'I`m very close to Indian classical music'

Last Updated: Monday, August 3, 2009 - 15:36

New Delhi: Whatever be their views on relations between the two countries but there has always been admiration in Pakistan of Indian art.

One among the many such admirers is Ali Sethi- a young Pakistani writer, who has recently came out with his debut novel `The Wish Maker`.

"I am a writer but I also want to become a singer. Its my passion and that is why I am learning Indian classical singing
from Ustad Naseeruddin Saami of Delhi Gharana," says Sethi. "I
have been always close to Indian music as my mother used to sing gazals and thumris," he adds.

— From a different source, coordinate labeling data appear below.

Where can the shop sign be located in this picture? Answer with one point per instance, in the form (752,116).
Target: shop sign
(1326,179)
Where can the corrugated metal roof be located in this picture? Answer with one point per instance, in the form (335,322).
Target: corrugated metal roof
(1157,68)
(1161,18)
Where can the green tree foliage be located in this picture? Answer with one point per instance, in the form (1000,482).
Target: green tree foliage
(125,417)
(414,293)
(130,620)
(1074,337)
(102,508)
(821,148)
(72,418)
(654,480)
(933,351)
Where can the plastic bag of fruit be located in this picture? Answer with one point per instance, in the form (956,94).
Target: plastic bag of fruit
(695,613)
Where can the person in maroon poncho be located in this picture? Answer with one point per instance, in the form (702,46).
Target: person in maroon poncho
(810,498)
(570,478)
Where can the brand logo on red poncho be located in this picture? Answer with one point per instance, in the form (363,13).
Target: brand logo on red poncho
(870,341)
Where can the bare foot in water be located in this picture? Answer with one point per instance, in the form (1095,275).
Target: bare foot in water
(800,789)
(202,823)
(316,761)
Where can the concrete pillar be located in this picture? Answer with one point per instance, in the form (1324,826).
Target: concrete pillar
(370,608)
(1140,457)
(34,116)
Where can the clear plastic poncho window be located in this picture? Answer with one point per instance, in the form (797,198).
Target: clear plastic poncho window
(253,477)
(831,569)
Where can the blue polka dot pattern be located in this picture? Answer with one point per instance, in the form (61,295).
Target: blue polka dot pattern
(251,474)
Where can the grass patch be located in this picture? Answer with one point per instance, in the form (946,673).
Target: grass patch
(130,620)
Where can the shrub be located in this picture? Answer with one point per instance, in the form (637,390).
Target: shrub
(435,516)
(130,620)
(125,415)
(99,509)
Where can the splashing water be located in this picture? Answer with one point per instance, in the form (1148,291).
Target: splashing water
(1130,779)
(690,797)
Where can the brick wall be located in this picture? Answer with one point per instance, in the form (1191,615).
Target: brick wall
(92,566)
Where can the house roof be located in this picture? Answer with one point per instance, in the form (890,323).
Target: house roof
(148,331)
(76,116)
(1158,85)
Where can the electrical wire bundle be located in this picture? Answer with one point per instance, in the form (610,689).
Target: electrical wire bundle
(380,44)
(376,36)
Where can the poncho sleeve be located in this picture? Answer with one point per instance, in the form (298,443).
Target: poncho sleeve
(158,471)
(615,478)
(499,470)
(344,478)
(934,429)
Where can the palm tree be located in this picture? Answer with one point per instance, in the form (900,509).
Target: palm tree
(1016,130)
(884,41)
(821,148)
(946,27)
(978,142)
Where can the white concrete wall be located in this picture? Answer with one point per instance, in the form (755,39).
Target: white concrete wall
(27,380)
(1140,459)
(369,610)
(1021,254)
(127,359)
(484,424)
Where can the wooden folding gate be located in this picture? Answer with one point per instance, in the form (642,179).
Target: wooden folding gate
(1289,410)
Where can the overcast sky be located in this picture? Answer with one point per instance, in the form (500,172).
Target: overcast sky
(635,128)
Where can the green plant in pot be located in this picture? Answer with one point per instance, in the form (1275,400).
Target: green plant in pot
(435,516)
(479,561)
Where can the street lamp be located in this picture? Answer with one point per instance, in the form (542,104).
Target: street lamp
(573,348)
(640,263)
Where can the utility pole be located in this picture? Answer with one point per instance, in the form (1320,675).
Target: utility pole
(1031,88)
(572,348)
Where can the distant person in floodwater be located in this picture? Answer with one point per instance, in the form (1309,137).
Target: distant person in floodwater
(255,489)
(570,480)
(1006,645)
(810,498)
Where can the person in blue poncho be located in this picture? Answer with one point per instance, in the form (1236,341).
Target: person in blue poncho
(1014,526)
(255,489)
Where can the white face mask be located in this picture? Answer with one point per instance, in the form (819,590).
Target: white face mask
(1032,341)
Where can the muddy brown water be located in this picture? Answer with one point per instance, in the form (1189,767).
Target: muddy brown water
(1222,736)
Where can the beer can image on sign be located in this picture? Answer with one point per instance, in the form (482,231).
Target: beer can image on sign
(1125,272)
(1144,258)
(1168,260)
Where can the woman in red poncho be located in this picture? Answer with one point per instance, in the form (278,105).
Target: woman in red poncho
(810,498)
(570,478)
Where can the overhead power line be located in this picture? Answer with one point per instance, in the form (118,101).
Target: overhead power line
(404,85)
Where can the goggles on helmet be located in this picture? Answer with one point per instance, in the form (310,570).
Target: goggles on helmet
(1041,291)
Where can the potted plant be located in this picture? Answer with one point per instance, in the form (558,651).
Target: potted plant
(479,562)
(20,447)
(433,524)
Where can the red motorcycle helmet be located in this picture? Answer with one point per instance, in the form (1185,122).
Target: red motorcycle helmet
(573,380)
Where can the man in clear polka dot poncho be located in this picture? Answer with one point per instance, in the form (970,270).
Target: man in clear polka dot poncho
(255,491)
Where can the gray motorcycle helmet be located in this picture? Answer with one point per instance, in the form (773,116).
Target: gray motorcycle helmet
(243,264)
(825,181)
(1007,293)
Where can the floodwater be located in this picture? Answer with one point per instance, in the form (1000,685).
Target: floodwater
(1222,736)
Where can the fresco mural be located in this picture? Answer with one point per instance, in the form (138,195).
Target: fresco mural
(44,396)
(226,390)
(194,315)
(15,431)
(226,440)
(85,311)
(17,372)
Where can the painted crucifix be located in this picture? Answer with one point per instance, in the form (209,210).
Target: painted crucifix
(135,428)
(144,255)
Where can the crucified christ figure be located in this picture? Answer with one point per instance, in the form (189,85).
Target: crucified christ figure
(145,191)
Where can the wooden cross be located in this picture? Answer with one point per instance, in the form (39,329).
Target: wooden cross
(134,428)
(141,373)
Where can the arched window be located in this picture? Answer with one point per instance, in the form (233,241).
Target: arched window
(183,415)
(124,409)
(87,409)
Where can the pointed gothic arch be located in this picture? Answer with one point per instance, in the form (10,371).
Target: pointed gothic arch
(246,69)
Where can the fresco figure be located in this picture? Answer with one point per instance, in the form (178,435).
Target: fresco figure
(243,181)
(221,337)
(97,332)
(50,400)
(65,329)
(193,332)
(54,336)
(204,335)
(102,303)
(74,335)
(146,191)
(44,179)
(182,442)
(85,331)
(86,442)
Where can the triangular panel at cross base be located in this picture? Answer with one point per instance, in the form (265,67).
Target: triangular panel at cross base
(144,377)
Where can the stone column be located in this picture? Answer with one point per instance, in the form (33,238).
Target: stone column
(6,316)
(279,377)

Sethi, 25, a major in South-Asian Studies from Harvard University, is a new entrant in Pakistani English literature, which in recent times has witnessed resurgence with names like
Kamila Shamsie, Mohammad Haif, Nadeem Aslam, Mohsin Hamid and
Daniyal Mueemuddin.

"Post 9/11, there is sense of self-consciousness and constant scrutiny among the more literate Pakistanis and this has led to the emergence of a new breed in Pakistani literature," says Sethi.

He also attributed the resurgence to the freedom of media in later 90s and earlier this decade.

"Freedom to the media during Musharraf regime- an undoing for himself- gave us the opportunity to see both sides of the coin. Earlier in Zia-ul-Haq span we had only PTV, which only showed the views of clerics."

Sethi, who has witnessed Pakistan politics closely and also suffered due to it as his father Najam Sethi, a noted Journalist and Editor-in-Chief of The Friday Times was arrested by ISI in 1999 and released only after a month due to global outcry.

He blames the regime of Gen Zia-ul-Haq during 80s for the present tumult in Pakistan. "He brought the idea of a Islamic Pakistan. He wanted to make Pakistan similar to Saudi Arabia, which was the biggest funding source for Pakistan at that time."

He also blames USA for giving a boost to extremist organisations Taliban and Al-Qaeda.

The protagonist of "The Wish Maker" Zaki Shirazi is close to his identity. "There are a lot of similarities. The backdrop of the novel is Lahore in early 1990`s, where I spent my childhood. Even Zaki`s mother is a journalist so as my mother Jugnu Mohsin."

He says that though due to Islamisation of Pakistan in Zia`s regime, there was a strong hold of clerics in the society but cities like Lahore and Karachi (which was facing ethnic violence) had a modern outlook. "In my childhood, donning veil and scarf was a rarity. Many females used to wear jeans and tops but now women are forced to wear veil."

He also says that these all is due to rise of media. In Pakistan, general talks are like, is nail-polish is Islamic or not? Should we cut cake or not?

"It will take a lot of time to undo the polices of 80`s and early 90`s," he says.

He also says that because of so much violence in Afghanistan and Pakistan, the region is treated as war-zone.

"Don`t separate us, Pakistan is a part of the sub-continent, and world should look at us and find solution to this problem keeping sub-continent scenario in mind along with India."

Sethi also thanked his education in USA, where he studied a lot about the history, culture, society and the politics in South Asia. "It inspired me to write the novel."

He says, "Everyone is a wish maker. When you will read the book, you will know that everyone makes a wish but it may not come true."

He also makes a wish for India and Pakistan. "Let more Indians to travel Pakistan and let more Pakistanis to visit India, this will be a solution to all the issues."